Some, mostly young, Nigerians are fighting the stigma of mental illness head-on. They are boldly talking about their conditions. On youth blogs, in online discussion forums and via social media, they’re encouraging other young people youth who have endured years of stigmatization to come out and seek help. One of them is 24-year-old editor and writer Adebola Rayo. She was diagnosed with borderline personality disorder and decided to go public about her condition. This is her story as told to Nicholas Ibekwe.
Since I was a teenager, I knew for sure I had a problem. I’d have days, weeks, of depression, not able to function properly. Or I’d get into rages and try to hurt myself, smash things. It was really ugly.
But the stigma that surrounds mental illness in Nigeria kept me far from a psychiatric hospital. I was scared people would label me ‘mad’, as we say here. I was scared I wouldn’t be treated normally. I didn’t know how my boyfriend would take it; I didn’t know how my family would take it – I didn’t know how people who know my family would take it. All those things kept me away from seeking treatment – until I could no longer deal.
I tried to kill myself by overdosing on an old medication of mine, amitriptyline. My boyfriend took me to the hospital, and I was admitted.
The pysch ward
I spent about five days in the psychiatric ward, and it was hell. I was unconscious when I got there and woke up the next day in a room with seven other patients. About four were schizophrenic. The lady in the next bed, she would stay under my bed, and that just freaked me out. Patients talked to themselves all through the night and I couldn’t sleep. I couldn’t get better if I couldn’t sleep, I couldn’t get better if I was in a constant state of panic – a worse state than before being admitted.
This was the first my family knew something was wrong.
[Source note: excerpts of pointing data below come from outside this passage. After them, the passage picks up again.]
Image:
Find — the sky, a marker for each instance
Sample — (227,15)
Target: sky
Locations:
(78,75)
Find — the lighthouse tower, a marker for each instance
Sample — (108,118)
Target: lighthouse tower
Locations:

But my sister and I agreed not to tell my parents because we didn’t know how they would take it. They are of a different generation. I wasn’t sure my mother wouldn’t take it to be just a ‘spiritual’ problem.
Eventually, I told them. They took it pretty well. My mom is a nurse. I didn’t tell them about the suicidal thing. I told them about the condition, that I was on medication and in therapy and that it was pretty much under control.
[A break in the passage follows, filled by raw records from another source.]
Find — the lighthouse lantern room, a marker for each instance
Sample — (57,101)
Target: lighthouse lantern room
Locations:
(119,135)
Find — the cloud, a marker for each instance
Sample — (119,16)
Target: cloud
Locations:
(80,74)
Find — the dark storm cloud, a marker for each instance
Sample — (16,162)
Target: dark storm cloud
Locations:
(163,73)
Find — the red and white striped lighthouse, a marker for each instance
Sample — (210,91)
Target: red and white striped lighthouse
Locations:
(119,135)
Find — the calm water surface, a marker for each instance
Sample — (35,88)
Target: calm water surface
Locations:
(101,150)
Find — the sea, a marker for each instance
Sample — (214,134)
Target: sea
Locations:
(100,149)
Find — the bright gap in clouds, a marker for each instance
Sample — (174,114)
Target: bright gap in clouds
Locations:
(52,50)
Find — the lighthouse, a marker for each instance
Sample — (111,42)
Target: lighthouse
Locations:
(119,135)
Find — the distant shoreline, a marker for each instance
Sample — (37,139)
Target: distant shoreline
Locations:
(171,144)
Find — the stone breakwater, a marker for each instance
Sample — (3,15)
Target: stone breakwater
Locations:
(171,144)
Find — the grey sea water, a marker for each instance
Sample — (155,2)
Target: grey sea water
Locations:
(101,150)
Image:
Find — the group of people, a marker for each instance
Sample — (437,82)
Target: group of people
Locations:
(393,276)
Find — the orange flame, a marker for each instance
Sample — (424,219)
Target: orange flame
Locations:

I didn’t think I was going to talk about it, at least not soon. But in the hospital ward, things I saw made me realise the problem is more pervasive than we think. I met a lot of young people in the psych ward – people who had graduated from my university, a few undergraduates and somebody who had dropped out. These were people who were young and should have had their lives ahead of them.
“Not the kind of thing you put on your BB status”
It makes me laugh when people say that I’m strong, that I have courage. I’m not strong. I don’t have courage. It was just about wanting to shut people up and their misconceptions. It was just about wanting people to see that: “Hey, you think I have a fabulous life, but you have no idea of what I’ve been through, or what people go through every day.”
That’s why I spoke out. I mean, if I had stopped to think about it, I probably wouldn’t have spoken out then. It was a bit too fresh. I was less than two weeks out of the psych ward when I did that. I just wanted people to shut up with their negativity and lack of understanding. I wanted people to hear the perspective of somebody they think is like them but who understands what can push somebody into suicide.
After I spoke out, I got a lot of messages – emails, direct messages on Twitter – from people who were going through the same thing. Some I had known before though never knew they were going through the same thing. All had one thing in common: they were going through hell and were glad somebody spoke about it.
It was worth it: if it could help one person or help one person to help another person. My mother said: “This is not the kind of thing you put on your BB status and on Twitter.” I just smiled because I had already done it.
For people going through this, I would say get professional help, and get it really fast. I can function so much better now. For anybody going through this, don’t be scared. Just go to the hospital and get some help.